There are many who think that our Internet situation is somehow new and
unique. It is not. The internet is not the first situation in which
people have had to deal with cross jurisdictional protection of perceived
rights. In fact, issues such as these have been around since the time of
Columbus. And solutions have existed since time time of the Medicis.
As a general matter, one obtains judgements from courts where the harm
occured or where the parties are to be found. And there are established
rules for domestication of foreign judgements. Of course, domestication
of a foreign judgement may not succeed - In our multicultural world, it is
simply a fact of life that what is considered a wrongful act in one place
may be completely acceptable elsewhere.
There are legitimate complaints to be raised against the time and expense
of these processes. But let's fix those problems, not try to invent an ad
hoc substitute legal system. I can guarantee you that many of the reasons
that the legal system is slow and expensive are that it has had to learn
to handle all the issues of fairness and external manipulation that are
sure to surface in any ad hoc substitute.
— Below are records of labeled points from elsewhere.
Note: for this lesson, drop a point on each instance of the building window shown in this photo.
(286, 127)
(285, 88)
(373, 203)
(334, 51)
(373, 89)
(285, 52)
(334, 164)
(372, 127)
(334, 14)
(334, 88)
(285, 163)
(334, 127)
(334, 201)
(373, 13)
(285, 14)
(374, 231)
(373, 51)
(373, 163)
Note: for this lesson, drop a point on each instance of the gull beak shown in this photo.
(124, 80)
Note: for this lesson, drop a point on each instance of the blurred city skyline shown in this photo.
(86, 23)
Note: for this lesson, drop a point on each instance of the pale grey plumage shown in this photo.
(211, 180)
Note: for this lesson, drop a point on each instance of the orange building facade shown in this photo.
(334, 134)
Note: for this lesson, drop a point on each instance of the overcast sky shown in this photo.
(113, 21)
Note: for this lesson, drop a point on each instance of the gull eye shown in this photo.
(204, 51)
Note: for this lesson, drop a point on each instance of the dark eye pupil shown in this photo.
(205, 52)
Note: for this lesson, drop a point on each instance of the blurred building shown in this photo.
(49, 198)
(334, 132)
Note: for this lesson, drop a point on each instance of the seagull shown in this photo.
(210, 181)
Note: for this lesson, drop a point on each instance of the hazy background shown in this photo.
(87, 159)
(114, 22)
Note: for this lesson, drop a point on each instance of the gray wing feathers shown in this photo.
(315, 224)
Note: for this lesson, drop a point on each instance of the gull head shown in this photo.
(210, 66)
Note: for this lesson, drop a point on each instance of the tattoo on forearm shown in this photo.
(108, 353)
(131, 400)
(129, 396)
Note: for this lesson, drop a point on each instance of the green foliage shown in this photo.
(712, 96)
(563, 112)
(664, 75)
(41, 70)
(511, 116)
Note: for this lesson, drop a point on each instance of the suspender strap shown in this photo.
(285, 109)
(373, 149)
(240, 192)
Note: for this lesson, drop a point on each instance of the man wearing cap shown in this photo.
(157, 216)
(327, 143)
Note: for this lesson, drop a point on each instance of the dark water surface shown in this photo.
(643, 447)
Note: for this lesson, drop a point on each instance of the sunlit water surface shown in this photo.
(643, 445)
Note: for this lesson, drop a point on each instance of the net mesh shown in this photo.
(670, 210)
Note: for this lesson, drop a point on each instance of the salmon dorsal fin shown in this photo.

> I'm all for enforcing contractual rights -- but make it a little bit
> easier...
How? By doing what ICANN has done? By creating amateur courts that use
ad hoc jurisprudence to apply law-equivalents created in forums that were
filled only by trademark industry advocates?
One should not forget that the UDRP was railroaded through a partially
formed DNSO that at the time had less than half of its "constituencies"
functioning. Those who were around at that time are unlikly to forget how
ICANN's president labeled as "arrogant" and "juvenile" those who objected
to the way in which the UDRP was created and decreed in a way reminiscent
of a Roman Imperial Fiat.
> I'd like to be able to say that on December 6, 2002, I have clear title
As Marilyn Cade mentioned in her comment, businesses consider the UDRP
merely a first strategy and consider the legal system as a the backup.
So, even if you win on the UDRP, you really can't say that you have "clear
title". ICANN's ad hoc system can not provide finality. ICANN merely
gives trademark owners two bites at the apple.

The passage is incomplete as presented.